TD is starting fresh with new gear, replacing call centre technology it had previously outsourced to Allstream, said Jeff Henderson, vice-president and head of corporate technology solutions for TD. Allstream had been responsible for more than 90 per cent of TD’s call centre technology operations.
When that deal concluded, the bank “took the opportunity to see who else was capable in the market and consolidate with that other five to 10 per cent that was on smaller, disparate platforms internally,” said Henderson, adding that Bell and its partners were chosen as the result of an RFP.
Among Bell’s responsibilities are: interactive voice response (IVR), call routing, switching, workforce management and reporting. IBM will develop and be responsible for the ongoing maintenance of call recording and performance reporting. Cisco is providing networking equipment including IP Voice gateways, customer voice portal, Unified CallManager and IP phones.
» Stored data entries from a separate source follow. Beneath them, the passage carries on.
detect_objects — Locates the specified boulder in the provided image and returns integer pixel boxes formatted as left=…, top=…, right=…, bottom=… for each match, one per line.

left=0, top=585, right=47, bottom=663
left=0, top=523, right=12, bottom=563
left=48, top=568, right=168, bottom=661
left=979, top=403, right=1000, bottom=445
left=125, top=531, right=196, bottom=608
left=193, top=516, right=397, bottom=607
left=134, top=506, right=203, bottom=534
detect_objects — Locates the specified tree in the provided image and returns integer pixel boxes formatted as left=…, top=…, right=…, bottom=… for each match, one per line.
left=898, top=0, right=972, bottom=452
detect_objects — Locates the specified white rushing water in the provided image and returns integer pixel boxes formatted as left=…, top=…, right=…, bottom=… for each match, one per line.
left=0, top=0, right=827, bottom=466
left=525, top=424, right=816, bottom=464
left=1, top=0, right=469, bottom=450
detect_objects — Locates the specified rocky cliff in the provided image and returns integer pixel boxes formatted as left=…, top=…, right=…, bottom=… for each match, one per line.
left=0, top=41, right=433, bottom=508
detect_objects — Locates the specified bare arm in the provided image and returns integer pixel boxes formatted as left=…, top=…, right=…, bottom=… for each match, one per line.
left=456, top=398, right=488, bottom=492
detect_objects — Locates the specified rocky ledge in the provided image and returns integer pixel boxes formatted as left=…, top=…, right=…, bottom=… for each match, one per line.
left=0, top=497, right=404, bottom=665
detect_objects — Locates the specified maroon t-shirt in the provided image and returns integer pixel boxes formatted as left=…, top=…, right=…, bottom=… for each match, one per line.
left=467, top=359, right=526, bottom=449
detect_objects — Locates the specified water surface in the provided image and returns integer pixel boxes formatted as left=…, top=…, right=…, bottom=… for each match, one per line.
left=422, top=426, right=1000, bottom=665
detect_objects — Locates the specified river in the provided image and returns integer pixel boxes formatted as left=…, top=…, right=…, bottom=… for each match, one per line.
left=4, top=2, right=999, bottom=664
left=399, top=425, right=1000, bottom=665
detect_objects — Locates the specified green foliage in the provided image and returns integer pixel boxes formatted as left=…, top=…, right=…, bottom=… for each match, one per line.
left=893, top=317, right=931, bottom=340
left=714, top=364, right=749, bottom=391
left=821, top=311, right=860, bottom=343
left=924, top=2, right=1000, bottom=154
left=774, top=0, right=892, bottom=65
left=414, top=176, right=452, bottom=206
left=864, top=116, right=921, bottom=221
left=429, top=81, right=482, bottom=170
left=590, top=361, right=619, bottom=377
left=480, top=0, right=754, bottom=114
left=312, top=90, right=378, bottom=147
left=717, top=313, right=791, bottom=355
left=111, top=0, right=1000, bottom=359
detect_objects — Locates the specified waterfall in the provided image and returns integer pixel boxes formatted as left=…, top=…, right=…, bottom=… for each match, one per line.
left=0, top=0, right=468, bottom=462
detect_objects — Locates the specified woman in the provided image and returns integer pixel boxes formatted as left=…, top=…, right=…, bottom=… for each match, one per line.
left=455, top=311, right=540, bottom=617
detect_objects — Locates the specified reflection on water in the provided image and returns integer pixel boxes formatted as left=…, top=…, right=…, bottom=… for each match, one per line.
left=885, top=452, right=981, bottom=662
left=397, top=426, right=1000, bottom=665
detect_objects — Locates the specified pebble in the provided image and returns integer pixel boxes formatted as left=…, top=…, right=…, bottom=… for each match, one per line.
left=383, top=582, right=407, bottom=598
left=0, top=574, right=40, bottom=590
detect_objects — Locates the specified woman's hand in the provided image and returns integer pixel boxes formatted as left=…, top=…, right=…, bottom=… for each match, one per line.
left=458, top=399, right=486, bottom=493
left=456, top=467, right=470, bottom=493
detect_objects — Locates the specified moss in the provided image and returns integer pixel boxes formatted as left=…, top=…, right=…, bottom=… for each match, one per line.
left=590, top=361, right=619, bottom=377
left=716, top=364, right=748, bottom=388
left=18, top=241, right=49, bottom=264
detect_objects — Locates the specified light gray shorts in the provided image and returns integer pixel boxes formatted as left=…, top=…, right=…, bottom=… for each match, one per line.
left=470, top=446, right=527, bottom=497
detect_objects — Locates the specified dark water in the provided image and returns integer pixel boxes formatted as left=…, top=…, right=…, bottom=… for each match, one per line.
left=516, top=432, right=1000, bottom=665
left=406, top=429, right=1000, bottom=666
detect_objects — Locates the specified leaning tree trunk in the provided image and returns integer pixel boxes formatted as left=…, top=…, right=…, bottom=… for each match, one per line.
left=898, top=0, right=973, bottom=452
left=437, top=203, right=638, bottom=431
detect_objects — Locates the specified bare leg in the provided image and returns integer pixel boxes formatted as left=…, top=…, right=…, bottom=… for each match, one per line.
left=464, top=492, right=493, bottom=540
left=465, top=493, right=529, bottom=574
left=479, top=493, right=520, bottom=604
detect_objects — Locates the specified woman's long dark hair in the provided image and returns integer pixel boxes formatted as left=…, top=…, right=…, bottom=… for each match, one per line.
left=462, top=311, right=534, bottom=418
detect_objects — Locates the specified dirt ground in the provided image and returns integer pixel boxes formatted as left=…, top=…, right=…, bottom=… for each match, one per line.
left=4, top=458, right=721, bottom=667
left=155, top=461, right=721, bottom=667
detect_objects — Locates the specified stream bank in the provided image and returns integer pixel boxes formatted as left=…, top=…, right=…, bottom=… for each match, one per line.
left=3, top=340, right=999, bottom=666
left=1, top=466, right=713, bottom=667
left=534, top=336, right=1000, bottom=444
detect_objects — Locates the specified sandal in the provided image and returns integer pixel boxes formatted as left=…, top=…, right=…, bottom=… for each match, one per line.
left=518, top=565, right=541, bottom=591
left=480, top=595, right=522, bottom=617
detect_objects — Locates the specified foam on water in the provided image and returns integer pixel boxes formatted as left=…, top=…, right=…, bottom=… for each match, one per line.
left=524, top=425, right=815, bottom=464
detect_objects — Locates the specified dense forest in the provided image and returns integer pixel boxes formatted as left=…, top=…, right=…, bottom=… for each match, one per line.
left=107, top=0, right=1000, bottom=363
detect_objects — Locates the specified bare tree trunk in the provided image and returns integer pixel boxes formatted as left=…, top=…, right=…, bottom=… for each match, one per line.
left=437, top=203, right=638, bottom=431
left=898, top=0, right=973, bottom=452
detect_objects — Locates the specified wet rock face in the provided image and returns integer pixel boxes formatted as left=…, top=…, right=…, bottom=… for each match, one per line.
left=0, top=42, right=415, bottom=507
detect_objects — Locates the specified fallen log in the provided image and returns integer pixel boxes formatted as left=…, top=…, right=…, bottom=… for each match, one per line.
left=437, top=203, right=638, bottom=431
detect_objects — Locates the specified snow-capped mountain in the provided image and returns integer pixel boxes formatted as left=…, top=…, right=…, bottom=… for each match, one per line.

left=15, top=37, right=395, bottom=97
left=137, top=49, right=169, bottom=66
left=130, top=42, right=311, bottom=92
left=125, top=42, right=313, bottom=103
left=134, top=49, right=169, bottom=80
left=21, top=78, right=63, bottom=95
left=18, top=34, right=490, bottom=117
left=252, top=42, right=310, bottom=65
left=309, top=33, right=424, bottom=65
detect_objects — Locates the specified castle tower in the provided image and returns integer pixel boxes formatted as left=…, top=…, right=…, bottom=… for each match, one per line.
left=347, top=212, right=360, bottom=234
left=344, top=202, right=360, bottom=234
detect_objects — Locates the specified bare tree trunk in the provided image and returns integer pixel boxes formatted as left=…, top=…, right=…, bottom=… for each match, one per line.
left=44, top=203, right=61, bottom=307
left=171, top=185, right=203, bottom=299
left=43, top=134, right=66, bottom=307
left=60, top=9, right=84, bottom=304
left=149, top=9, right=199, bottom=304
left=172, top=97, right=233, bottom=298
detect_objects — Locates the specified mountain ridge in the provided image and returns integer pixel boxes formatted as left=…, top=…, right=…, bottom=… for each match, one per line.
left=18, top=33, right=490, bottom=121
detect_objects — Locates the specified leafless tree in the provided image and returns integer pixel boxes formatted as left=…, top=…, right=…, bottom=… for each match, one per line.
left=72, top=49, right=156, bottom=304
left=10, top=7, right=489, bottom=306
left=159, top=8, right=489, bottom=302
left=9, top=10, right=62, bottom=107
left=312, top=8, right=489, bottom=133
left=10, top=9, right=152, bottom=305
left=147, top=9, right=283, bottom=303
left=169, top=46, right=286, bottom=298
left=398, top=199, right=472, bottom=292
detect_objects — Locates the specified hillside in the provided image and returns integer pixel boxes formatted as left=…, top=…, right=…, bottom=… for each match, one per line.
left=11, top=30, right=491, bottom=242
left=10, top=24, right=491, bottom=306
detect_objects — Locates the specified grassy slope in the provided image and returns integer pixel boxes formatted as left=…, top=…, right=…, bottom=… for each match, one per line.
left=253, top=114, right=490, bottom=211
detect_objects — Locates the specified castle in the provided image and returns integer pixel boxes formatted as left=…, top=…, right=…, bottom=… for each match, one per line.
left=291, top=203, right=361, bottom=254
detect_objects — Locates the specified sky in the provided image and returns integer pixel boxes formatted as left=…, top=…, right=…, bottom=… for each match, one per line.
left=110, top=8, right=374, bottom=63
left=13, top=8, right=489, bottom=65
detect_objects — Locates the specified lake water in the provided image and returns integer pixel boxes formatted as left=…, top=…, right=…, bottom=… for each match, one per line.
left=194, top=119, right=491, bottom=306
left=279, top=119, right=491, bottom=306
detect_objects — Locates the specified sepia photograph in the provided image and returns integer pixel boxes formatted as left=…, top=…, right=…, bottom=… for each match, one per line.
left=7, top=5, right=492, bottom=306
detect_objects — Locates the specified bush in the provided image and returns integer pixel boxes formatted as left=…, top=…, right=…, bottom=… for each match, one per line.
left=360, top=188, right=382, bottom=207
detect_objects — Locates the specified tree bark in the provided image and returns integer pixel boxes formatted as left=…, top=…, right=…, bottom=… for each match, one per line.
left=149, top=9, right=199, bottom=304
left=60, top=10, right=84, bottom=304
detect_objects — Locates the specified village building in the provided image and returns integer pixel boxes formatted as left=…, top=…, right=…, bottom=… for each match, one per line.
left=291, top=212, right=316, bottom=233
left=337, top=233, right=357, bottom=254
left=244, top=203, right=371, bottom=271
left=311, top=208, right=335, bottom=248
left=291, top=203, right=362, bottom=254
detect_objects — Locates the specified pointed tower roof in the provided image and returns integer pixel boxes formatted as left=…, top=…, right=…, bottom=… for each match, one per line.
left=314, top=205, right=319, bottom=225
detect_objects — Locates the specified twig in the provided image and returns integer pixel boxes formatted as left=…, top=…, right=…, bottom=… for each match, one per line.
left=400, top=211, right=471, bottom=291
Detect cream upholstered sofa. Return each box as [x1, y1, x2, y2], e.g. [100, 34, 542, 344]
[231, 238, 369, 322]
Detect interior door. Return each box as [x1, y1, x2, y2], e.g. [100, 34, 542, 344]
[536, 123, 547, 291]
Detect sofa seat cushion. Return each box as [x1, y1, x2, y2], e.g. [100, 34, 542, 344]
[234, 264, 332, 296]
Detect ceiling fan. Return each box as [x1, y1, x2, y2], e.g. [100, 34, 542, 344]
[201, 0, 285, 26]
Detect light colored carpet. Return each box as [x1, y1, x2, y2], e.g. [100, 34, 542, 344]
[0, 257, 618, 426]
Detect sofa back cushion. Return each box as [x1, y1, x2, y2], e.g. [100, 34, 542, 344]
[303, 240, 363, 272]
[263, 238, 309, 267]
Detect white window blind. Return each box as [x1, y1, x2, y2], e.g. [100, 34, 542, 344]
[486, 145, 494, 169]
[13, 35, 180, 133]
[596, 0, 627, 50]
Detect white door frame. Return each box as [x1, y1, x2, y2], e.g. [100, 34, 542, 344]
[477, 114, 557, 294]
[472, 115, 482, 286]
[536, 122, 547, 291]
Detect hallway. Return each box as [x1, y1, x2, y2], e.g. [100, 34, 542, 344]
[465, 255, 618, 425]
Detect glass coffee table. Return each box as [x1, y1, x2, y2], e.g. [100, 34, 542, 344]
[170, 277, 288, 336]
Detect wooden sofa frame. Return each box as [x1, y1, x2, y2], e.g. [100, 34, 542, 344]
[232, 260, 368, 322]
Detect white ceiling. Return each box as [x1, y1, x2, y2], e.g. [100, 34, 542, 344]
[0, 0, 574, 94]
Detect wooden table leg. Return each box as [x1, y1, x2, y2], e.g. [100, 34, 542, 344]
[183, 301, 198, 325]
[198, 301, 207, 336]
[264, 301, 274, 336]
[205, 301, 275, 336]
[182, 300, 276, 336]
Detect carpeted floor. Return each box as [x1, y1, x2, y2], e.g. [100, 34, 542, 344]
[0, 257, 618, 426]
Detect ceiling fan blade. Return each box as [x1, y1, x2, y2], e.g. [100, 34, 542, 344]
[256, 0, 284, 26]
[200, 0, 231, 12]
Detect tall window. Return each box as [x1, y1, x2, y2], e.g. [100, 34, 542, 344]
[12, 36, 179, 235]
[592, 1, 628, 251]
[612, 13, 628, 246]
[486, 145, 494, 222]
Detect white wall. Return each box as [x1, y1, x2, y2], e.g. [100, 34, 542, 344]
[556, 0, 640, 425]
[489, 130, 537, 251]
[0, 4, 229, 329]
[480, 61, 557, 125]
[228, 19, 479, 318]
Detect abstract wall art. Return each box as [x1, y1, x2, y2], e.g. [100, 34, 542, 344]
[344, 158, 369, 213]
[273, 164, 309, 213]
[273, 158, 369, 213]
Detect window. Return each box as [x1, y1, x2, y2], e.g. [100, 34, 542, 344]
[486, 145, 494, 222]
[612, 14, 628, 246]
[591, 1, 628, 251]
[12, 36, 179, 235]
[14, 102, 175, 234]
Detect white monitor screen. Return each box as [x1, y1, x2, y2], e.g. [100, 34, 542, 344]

“Like any significant technology project, it . . . has many facets. What we want to make really sure of is it is done without any budget overruns or any technical issues and things go smoothly so TD and its partners can concentrate on what it needs to do,” said Laurent Philonenko, vice-president and general manager of Cisco’s customer contact business. He added that Cisco has worked on similar projects for roughly 3,000 call centres around the world.
Henderson said that TD anticipates improvements in customer service as a result of the upgrade, particularly customer response time and better matching of customer to agent through call routing. TD employs 6,300 people in its call centres. All but 17 will continue to report to the bank.
Planning for the transition has been underway for some time, but it will be a year before all of the call centres are moved over to IP technology, said Henderson. They will be upgraded on a unit by unit basis, the order of which will be determined on a “risk-based perspective,” he said. “We’ll likely do some internal call centres and switch those over (first), then some of the more complex and bigger call centres later on in the conversion.”
“It’s everything from retail banking to wealth management to insurance. They have quite a diverse base of businesses,” said Renato Discenza, senior vice-president enterprise sales for Bell Canada.
“Each business unit will be able to chose a variety of features that best suits what they want to have for their customers. The core solution will be common and then they’ll be able to think of it as a la carte for enhancements and features.”
Bell has performed call centre upgrades for other financial institutions in Canada including Royal Bank of Canada and Manulife.